In practice, the approval of collective bargaining agreements is subject to the supervision of Minister Luis Caputo . Although the Ministry of Labor remains formally autonomous, rumors about its possible transfer to the Ministry of Economy have caused concern in both Buenos Aires and Geneva, where the ILO conference is being held.

There, Gerardo Martínez once again questioned the "wage cap" and demanded freedom of collective bargaining. However, in practice, many unionists opt for creative solutions to avoid confrontation with the ruling party, such as non-remunerative sums or mirror clauses.

The government's strategy is clear: prevent wages from recovering purchasing power due to past inflation and anchor future expectations. At the same time, unions are divided between those who comply, those who resist, and those who feign moderate agreements with clauses that legally protect them.

As official sources point out, there is no impediment to the parties signing agreements with direct enforcement clauses. The problem is political: the government is unwilling to approve increases that distort the stabilization plan.

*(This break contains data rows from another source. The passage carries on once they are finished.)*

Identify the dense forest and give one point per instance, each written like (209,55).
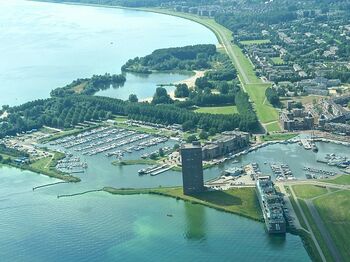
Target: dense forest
(89,86)
(68,111)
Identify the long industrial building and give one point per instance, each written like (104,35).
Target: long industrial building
(192,168)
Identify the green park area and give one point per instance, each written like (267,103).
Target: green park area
(273,127)
(253,85)
(255,42)
(341,180)
(277,60)
(335,213)
(333,206)
(240,201)
(225,110)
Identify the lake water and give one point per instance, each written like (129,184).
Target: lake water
(45,45)
(36,226)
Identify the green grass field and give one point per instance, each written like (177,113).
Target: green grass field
(316,231)
(308,191)
(265,111)
(251,83)
(241,201)
(342,180)
(224,110)
(335,212)
(277,60)
(255,42)
(273,127)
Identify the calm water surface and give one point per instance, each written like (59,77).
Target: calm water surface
(45,45)
(36,226)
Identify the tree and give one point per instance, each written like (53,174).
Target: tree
(203,135)
(272,96)
(188,125)
(182,90)
(133,98)
(202,82)
(191,138)
(161,97)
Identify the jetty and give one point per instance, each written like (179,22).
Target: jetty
(51,184)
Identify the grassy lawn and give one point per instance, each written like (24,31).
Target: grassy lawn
(315,230)
(341,180)
(246,65)
(255,42)
(241,201)
(278,137)
(335,213)
(277,60)
(252,84)
(308,191)
(273,127)
(303,99)
(225,110)
(265,111)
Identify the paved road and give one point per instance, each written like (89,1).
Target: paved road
(316,183)
(323,230)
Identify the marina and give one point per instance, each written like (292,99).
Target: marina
(282,172)
(108,140)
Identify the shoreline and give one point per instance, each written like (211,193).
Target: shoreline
(190,82)
(235,53)
(164,192)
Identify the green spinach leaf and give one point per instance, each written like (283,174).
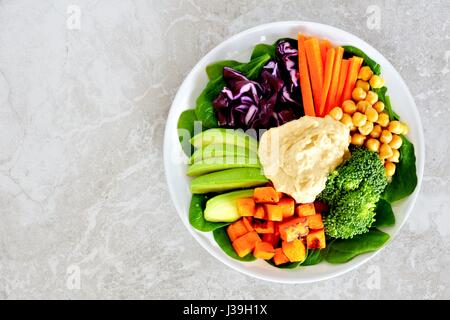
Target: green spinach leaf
(374,66)
(215,70)
(196,217)
(404,180)
(186,130)
(343,250)
(384,216)
(222,239)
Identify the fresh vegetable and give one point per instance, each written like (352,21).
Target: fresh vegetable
(223,208)
(266,195)
(246,243)
(316,239)
(404,181)
(340,251)
(374,66)
(220,163)
(222,239)
(331,96)
(315,66)
(196,217)
(186,129)
(328,73)
(352,76)
(295,250)
(305,83)
(222,136)
(226,180)
(264,250)
(352,191)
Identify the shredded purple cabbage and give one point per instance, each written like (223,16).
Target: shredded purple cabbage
(270,101)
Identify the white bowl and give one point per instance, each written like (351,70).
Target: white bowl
(239,47)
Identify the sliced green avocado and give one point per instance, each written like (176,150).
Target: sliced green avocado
(221,163)
(223,208)
(224,136)
(230,179)
(222,150)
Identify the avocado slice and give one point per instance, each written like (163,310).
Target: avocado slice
(223,208)
(222,150)
(226,180)
(221,163)
(224,136)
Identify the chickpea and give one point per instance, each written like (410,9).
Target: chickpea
(358,139)
(395,127)
(383,119)
(376,82)
(371,97)
(336,113)
(385,151)
(405,128)
(358,94)
(365,73)
(347,120)
(349,106)
(390,168)
(362,106)
(363,85)
(395,156)
(376,132)
(396,142)
(386,136)
(379,106)
(359,119)
(371,114)
(366,129)
(373,145)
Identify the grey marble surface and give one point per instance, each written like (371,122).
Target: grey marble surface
(84,207)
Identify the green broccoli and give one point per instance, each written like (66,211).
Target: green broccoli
(352,191)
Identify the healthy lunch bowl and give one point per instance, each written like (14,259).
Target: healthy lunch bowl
(293,152)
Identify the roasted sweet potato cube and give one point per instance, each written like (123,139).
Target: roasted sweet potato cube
(262,226)
(294,250)
(263,250)
(271,238)
(293,229)
(246,243)
(265,195)
(260,213)
(316,239)
(280,257)
(236,229)
(315,221)
(287,207)
(306,209)
(273,212)
(246,207)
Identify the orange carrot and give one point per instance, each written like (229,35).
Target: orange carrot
(305,84)
(342,78)
(324,46)
(353,70)
(315,69)
(329,64)
(330,103)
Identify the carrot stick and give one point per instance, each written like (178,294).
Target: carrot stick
(331,98)
(305,84)
(315,66)
(355,65)
(324,46)
(342,78)
(328,73)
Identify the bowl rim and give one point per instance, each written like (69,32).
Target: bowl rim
(419,153)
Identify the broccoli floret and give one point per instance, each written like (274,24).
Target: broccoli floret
(352,191)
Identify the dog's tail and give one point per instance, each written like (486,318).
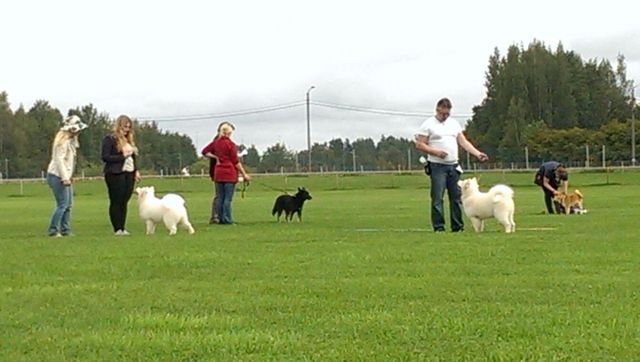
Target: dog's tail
(501,192)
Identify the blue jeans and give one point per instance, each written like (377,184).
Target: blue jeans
(62,212)
(224,193)
(445,177)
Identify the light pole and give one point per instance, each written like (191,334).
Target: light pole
(309,128)
(633,125)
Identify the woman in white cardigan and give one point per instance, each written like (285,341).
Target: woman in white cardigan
(60,172)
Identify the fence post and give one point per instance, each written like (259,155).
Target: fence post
(586,163)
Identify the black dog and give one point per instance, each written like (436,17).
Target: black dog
(291,204)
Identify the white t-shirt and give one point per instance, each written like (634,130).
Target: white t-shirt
(442,135)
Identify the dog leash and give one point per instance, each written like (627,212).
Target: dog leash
(270,187)
(245,184)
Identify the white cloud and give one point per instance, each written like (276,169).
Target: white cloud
(190,57)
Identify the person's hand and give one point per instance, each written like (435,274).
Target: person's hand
(440,153)
(482,157)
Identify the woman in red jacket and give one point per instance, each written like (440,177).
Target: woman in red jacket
(226,171)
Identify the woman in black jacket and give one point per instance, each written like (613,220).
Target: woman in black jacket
(119,153)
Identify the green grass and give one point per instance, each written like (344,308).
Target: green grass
(362,278)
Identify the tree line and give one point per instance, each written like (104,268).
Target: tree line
(554,103)
(26,136)
(389,153)
(550,102)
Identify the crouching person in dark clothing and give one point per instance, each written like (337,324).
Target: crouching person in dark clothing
(549,177)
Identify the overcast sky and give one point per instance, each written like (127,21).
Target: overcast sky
(155,58)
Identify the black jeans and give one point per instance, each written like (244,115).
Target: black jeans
(548,201)
(445,177)
(120,187)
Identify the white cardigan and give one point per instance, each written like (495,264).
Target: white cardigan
(63,160)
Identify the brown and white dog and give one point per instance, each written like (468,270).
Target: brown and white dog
(568,201)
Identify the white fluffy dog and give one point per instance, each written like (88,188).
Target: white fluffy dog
(478,206)
(170,210)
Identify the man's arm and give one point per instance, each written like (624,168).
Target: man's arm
(547,185)
(464,143)
(422,144)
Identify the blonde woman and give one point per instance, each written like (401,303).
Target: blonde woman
(226,171)
(119,153)
(60,173)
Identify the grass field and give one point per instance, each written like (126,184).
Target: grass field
(362,278)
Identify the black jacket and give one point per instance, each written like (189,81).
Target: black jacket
(113,159)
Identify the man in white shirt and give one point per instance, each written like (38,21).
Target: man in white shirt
(439,137)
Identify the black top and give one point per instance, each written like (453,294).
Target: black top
(548,170)
(114,159)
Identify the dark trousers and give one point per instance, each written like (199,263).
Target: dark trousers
(445,177)
(120,188)
(224,192)
(214,211)
(548,201)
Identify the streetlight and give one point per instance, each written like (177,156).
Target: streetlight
(633,124)
(309,127)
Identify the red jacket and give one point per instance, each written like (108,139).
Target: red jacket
(212,161)
(227,153)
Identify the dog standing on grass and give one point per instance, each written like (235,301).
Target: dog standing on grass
(169,210)
(478,206)
(570,201)
(290,205)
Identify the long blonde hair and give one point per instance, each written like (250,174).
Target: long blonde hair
(63,136)
(119,134)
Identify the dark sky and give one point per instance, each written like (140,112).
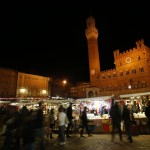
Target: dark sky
(49,39)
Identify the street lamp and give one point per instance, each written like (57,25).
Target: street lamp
(22,91)
(64,85)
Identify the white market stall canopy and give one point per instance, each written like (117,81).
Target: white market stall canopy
(134,95)
(58,101)
(102,98)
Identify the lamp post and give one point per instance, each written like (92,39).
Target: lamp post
(22,92)
(64,86)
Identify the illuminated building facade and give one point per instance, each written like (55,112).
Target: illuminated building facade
(132,67)
(29,85)
(21,85)
(8,82)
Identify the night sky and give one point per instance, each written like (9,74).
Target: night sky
(49,39)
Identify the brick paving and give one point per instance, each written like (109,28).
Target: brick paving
(97,142)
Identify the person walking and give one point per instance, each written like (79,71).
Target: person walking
(52,122)
(126,117)
(84,122)
(115,114)
(39,126)
(61,125)
(70,118)
(147,113)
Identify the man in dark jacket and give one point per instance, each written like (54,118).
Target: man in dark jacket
(70,117)
(84,122)
(126,116)
(147,113)
(115,114)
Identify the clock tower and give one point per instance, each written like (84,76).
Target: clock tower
(93,53)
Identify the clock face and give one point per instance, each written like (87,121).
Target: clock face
(92,71)
(128,60)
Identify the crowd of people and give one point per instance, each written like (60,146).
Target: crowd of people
(29,124)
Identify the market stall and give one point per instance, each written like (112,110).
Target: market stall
(98,112)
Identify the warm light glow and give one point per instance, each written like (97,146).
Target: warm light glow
(22,90)
(64,82)
(129,86)
(44,91)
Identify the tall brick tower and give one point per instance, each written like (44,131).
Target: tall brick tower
(93,53)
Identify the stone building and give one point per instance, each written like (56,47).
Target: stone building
(8,82)
(29,85)
(14,84)
(132,67)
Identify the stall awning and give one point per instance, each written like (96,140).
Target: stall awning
(134,94)
(95,98)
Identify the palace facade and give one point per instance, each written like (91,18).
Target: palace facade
(14,84)
(132,67)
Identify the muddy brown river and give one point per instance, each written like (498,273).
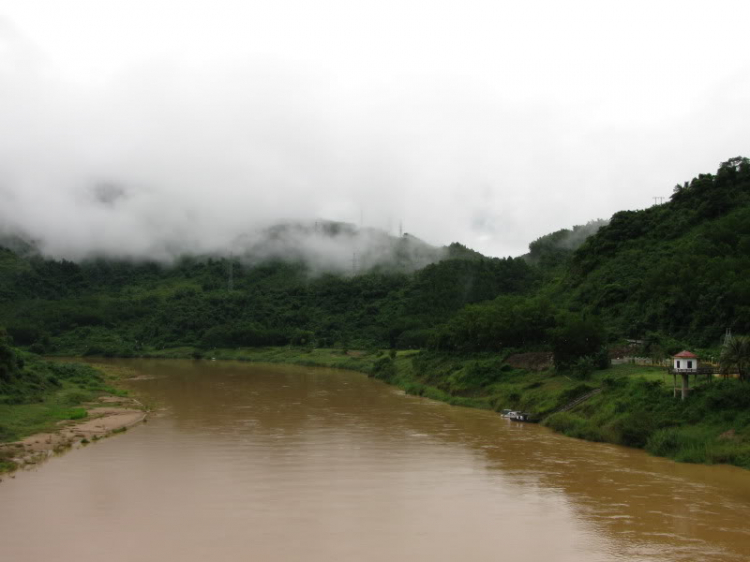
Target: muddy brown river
(279,463)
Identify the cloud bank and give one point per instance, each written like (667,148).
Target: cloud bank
(136,131)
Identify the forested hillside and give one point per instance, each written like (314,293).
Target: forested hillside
(677,271)
(681,269)
(121,307)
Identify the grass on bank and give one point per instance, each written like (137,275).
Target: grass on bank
(635,408)
(44,394)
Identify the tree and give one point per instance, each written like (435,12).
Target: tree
(574,338)
(736,355)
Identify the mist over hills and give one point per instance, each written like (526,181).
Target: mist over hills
(674,274)
(322,246)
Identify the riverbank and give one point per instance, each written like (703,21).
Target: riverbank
(72,405)
(635,406)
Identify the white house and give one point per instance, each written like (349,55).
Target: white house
(685,362)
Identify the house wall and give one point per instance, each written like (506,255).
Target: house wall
(683,363)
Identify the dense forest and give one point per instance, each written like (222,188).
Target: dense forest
(673,274)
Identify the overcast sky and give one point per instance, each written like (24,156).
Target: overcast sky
(485,122)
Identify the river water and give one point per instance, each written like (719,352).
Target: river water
(280,463)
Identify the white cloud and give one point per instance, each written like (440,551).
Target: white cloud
(480,122)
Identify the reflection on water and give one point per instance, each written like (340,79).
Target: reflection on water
(275,463)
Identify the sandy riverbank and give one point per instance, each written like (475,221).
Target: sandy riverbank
(107,416)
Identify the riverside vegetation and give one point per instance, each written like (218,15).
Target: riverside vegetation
(672,276)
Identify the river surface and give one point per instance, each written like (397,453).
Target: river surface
(279,463)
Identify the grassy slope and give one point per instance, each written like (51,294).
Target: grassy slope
(67,386)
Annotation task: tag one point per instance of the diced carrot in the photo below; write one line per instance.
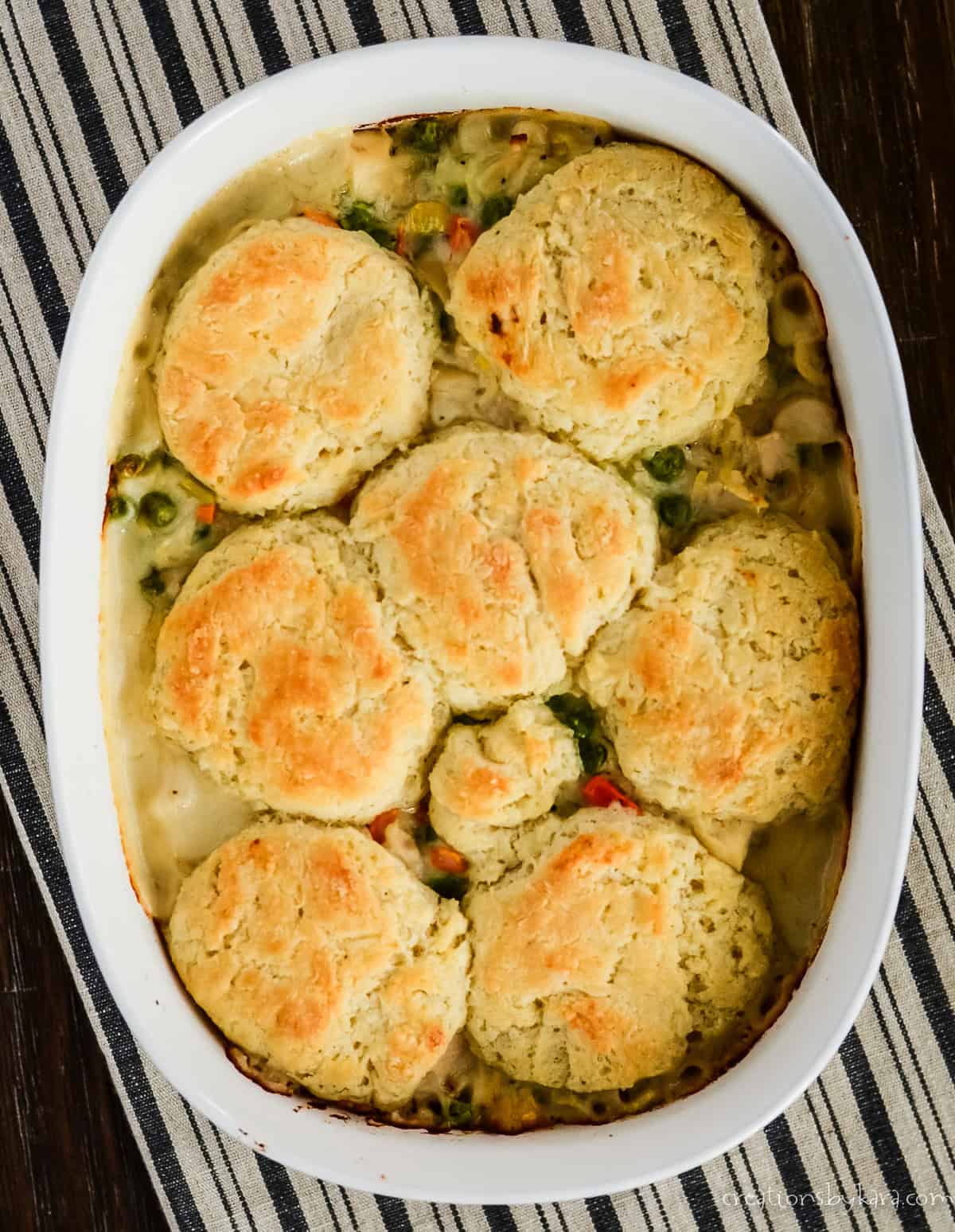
(319, 216)
(602, 793)
(446, 859)
(380, 825)
(461, 233)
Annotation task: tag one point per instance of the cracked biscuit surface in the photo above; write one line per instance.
(489, 780)
(622, 301)
(318, 953)
(616, 938)
(503, 552)
(730, 688)
(294, 361)
(280, 670)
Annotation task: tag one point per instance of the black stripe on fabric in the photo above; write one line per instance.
(212, 1168)
(285, 1200)
(231, 1171)
(229, 49)
(919, 1070)
(930, 539)
(169, 49)
(267, 38)
(793, 1173)
(29, 242)
(121, 85)
(635, 27)
(730, 56)
(134, 73)
(85, 103)
(926, 977)
(307, 29)
(602, 1215)
(19, 498)
(22, 388)
(467, 15)
(829, 1157)
(939, 724)
(843, 1146)
(119, 1038)
(210, 47)
(573, 22)
(700, 1196)
(22, 672)
(57, 144)
(393, 1214)
(903, 1078)
(365, 21)
(753, 68)
(25, 346)
(29, 637)
(878, 1124)
(930, 861)
(683, 38)
(739, 1189)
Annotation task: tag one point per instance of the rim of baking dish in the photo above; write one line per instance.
(644, 100)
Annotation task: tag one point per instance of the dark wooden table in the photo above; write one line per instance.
(874, 81)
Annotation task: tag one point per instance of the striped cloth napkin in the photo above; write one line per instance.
(89, 92)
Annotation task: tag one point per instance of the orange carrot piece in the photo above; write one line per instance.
(446, 859)
(319, 216)
(380, 825)
(602, 793)
(461, 233)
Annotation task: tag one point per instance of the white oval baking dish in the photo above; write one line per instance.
(365, 87)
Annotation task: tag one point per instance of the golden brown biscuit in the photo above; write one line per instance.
(279, 669)
(294, 361)
(730, 689)
(622, 301)
(322, 957)
(491, 779)
(615, 939)
(505, 552)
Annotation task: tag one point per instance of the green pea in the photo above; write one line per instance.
(460, 1114)
(674, 512)
(427, 136)
(665, 465)
(446, 326)
(575, 712)
(360, 216)
(447, 885)
(153, 584)
(128, 466)
(496, 209)
(158, 509)
(119, 508)
(593, 754)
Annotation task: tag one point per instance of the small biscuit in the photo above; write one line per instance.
(279, 669)
(616, 938)
(491, 779)
(505, 552)
(622, 301)
(294, 361)
(321, 955)
(730, 688)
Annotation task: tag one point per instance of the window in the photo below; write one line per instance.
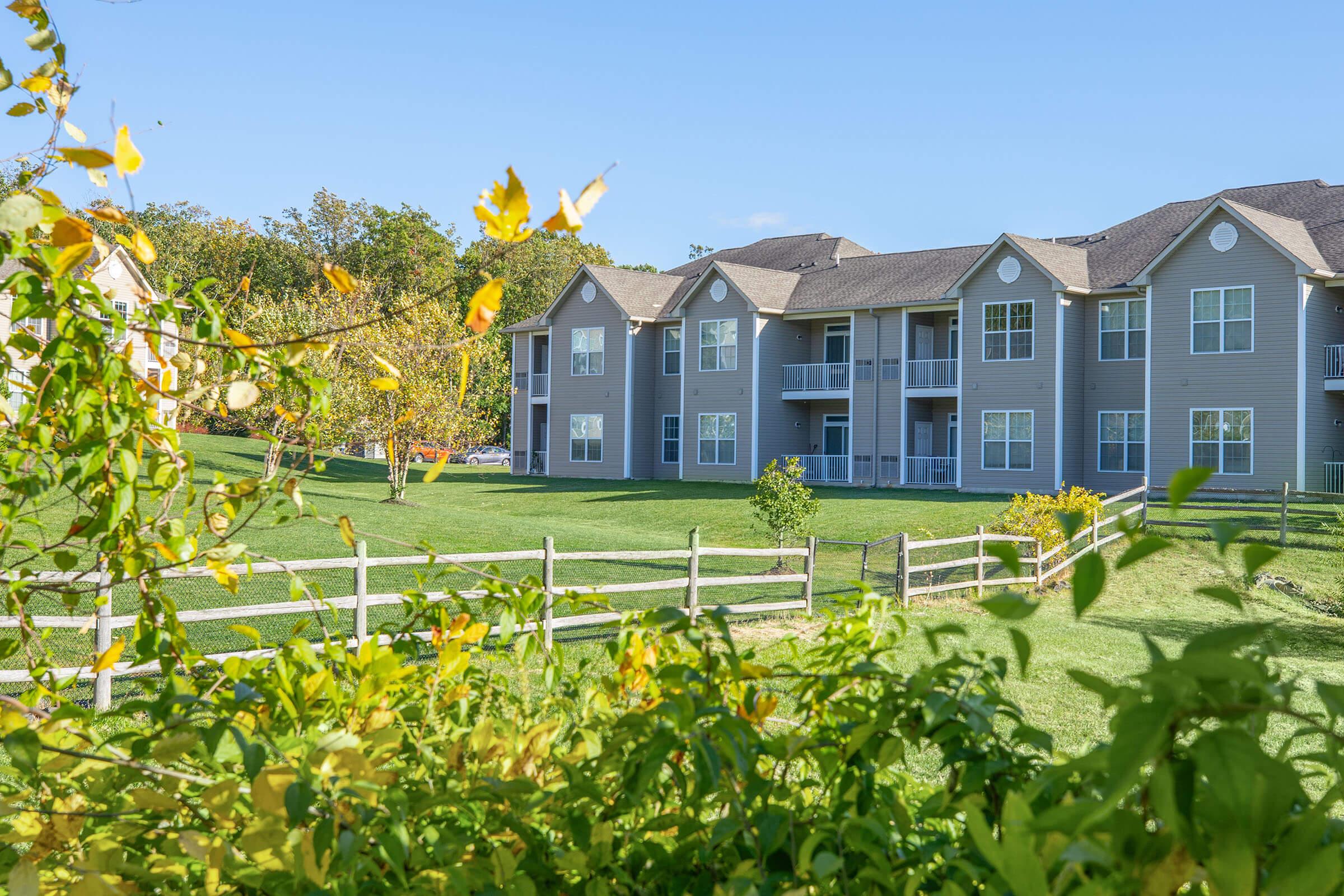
(1123, 329)
(720, 346)
(718, 438)
(586, 351)
(1009, 332)
(586, 438)
(1007, 441)
(1222, 320)
(1221, 440)
(671, 438)
(673, 351)
(1120, 442)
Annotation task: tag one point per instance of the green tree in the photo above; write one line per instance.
(783, 503)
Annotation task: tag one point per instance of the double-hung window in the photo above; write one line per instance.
(718, 438)
(1120, 442)
(586, 438)
(671, 438)
(1007, 440)
(720, 346)
(1222, 320)
(1221, 440)
(1124, 329)
(586, 351)
(1010, 331)
(673, 351)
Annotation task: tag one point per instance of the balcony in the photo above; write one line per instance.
(933, 374)
(931, 470)
(803, 382)
(822, 468)
(541, 386)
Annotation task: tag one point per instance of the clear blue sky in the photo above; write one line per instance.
(901, 127)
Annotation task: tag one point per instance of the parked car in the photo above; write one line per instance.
(482, 454)
(422, 452)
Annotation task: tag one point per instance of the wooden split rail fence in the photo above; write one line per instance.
(361, 601)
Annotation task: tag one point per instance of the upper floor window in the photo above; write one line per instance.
(1124, 329)
(1221, 440)
(720, 346)
(673, 351)
(1222, 320)
(586, 351)
(1010, 331)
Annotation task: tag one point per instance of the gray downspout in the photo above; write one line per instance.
(877, 361)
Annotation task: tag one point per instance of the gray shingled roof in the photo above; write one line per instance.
(814, 272)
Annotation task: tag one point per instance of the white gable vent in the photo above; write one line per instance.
(1224, 237)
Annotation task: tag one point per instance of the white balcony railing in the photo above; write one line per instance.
(823, 468)
(931, 470)
(815, 378)
(932, 374)
(1334, 362)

The discussion isn't just about numbers. What's at stake is who sets the rules for wage negotiations: whether it's the market with political backing, as Milei's liberal model proposes, or whether the corporate logic of union pressure and automatic equalization persists.

In this context, the Vaca Muerta oil workers' agreement appears to be the crown jewel. Not only because of its economic impact, but because it demonstrates that it is possible to seal agreements aligned with the official program without union ruptures or open conflicts.